The HIPAA Security Rule identifies standards and implementation specifications that organizations must meet in order to become compliant. All organizations, except small health plans, that access, store, maintain or transmit patient-identifiable information are required by law to meet the HIPAA Security Standards by April 21, 2005. Small health plans have until 2006. Failing to comply can result in severe civil and criminal penalties.

The general requirements of the HIPAA Security Rule establish that covered entities must do the following:
  1. Ensure the confidentiality, integrity, and availability of all electronic protected health information (ePHI) the covered entity creates, receives, maintains, or transmits.
  2. Protect against any reasonably anticipated threats or hazards to the security or integrity of such information.
  3. Protect against any reasonably anticipated uses or disclosures of such information that are not permitted or required.
  4. Ensure compliance by the workforce.
Covered entities have been provided flexibility of approach. This implies:
  1. Covered entities may use any security measures that allow the covered entity to reasonably and appropriately implement the standards and implementation specifications.
  2. In deciding which security measures to use, a covered entity must take into account the following factors:
    1. The size, complexity, and capabilities of the covered entity.
    2. The covered entity’s technical infrastructure, hardware, and software security capabilities.
    3. The costs of security measures.
    4. The probability and criticality of potential risks to electronic protected health information.

Privacy Rule and the HIPAA Security Rule

The Privacy Rule protects all individually identifiable protected health information (PHI) maintained by the Covered Entity. It is not specific to electronic information and applies equally to written records, telephone conversations, etc. According to the Department of Health and Human Services, PHI includes data that relates to:
  • the individual’s past, present or future physical or mental health or condition or
  • the provision of health care to the individual or
  • the past, present, or future payment for the provision of health care to the individual
The Privacy Rule’s basic mandate is that organizations may only release PHI as explicitly permitted by the Privacy Rule or with the prior written consent of the individual who is the subject of the records. The Privacy Rule also contains a number of notification requirements and administrative requirements designed to ensure proper records are maintained and that individuals are aware of their rights under HIPAA.

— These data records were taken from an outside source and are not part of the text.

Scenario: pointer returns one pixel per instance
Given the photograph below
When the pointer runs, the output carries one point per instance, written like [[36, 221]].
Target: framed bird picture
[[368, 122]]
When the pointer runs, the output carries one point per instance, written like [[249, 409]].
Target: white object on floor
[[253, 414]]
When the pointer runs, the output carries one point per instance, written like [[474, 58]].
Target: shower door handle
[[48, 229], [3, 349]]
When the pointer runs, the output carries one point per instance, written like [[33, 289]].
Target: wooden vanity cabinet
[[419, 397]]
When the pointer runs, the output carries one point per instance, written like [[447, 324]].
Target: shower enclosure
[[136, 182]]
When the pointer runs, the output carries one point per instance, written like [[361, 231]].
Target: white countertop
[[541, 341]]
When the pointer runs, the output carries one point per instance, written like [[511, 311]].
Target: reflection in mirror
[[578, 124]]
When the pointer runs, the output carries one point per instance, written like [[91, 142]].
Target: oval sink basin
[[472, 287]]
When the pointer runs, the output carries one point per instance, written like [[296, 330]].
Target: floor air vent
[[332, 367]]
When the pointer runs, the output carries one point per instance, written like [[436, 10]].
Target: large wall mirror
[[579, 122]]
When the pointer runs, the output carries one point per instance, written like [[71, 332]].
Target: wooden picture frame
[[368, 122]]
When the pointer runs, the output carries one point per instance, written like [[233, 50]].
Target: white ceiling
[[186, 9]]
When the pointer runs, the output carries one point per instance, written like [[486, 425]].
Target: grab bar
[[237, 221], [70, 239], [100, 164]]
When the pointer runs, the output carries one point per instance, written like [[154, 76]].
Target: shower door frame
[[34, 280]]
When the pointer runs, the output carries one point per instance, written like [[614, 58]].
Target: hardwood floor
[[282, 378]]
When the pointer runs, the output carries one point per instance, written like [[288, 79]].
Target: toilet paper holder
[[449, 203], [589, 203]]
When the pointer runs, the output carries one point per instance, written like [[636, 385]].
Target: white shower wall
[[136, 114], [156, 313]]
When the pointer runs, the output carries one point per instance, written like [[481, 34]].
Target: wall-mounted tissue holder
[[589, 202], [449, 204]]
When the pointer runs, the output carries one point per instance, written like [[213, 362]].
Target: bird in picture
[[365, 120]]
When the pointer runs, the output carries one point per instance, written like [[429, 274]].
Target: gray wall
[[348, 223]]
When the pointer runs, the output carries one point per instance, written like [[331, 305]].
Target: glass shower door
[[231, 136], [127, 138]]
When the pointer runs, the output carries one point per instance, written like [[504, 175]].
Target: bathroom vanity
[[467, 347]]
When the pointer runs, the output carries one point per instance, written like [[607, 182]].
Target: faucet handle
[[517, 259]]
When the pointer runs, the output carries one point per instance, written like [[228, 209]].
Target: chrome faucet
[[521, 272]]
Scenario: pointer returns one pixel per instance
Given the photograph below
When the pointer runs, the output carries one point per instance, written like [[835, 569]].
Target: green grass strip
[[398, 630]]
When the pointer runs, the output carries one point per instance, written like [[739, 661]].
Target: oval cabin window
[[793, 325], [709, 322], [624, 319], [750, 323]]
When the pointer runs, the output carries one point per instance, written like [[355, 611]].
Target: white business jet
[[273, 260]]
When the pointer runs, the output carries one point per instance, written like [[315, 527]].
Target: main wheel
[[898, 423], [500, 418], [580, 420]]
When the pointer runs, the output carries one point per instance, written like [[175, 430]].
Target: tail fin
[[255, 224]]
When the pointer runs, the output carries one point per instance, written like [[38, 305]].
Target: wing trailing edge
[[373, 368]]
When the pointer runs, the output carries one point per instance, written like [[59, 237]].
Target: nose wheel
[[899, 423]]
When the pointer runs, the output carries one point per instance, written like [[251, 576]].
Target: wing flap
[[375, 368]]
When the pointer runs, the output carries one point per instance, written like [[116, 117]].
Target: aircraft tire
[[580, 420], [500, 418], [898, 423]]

The Security Rule covers the security of electronic protected health information (ePHI). It prescribes a number of required policies, procedures and reporting mechanisms that must be in place for all information systems that process ePHI within the Covered Entity. It also prescribes a number of required and addressable implementation specifications designed to protect the confidentiality, integrity and availability of ePHI within the enterprise. These specifications fall into five categories:

  • Administrative Safeguards
  • Physical Safeguards
  • Technical Safeguards
  • Organizational Requirements
  • Policies and Procedures
The key to compliance with the Security Rule lies in the language of the law: implementing “reasonable and appropriate” measures. You should carefully evaluate each of the items your risk assessment identifies as possible security actions against this principle. If you (and your attorney) feel that the measure isn’t reasonable and appropriate when viewed in light of the type of data in question, the size of the business, the potential risk and other circumstances, it’s only necessary to document that rationale.

It’s certainly true that HIPAA has caused database professionals a number of headaches while striving to come into compliance with the law. You should, however, view this as an opportunity to focus on the security of your databases. The procedural requirements of HIPAA only apply to specific PHI/ePHI data, but they’re reliable best practices for all of your data. When you’re working through the implementation exercises, ask yourself how much added effort would be required to apply the HIPAA standards to other, non-healthcare aspects of your organization.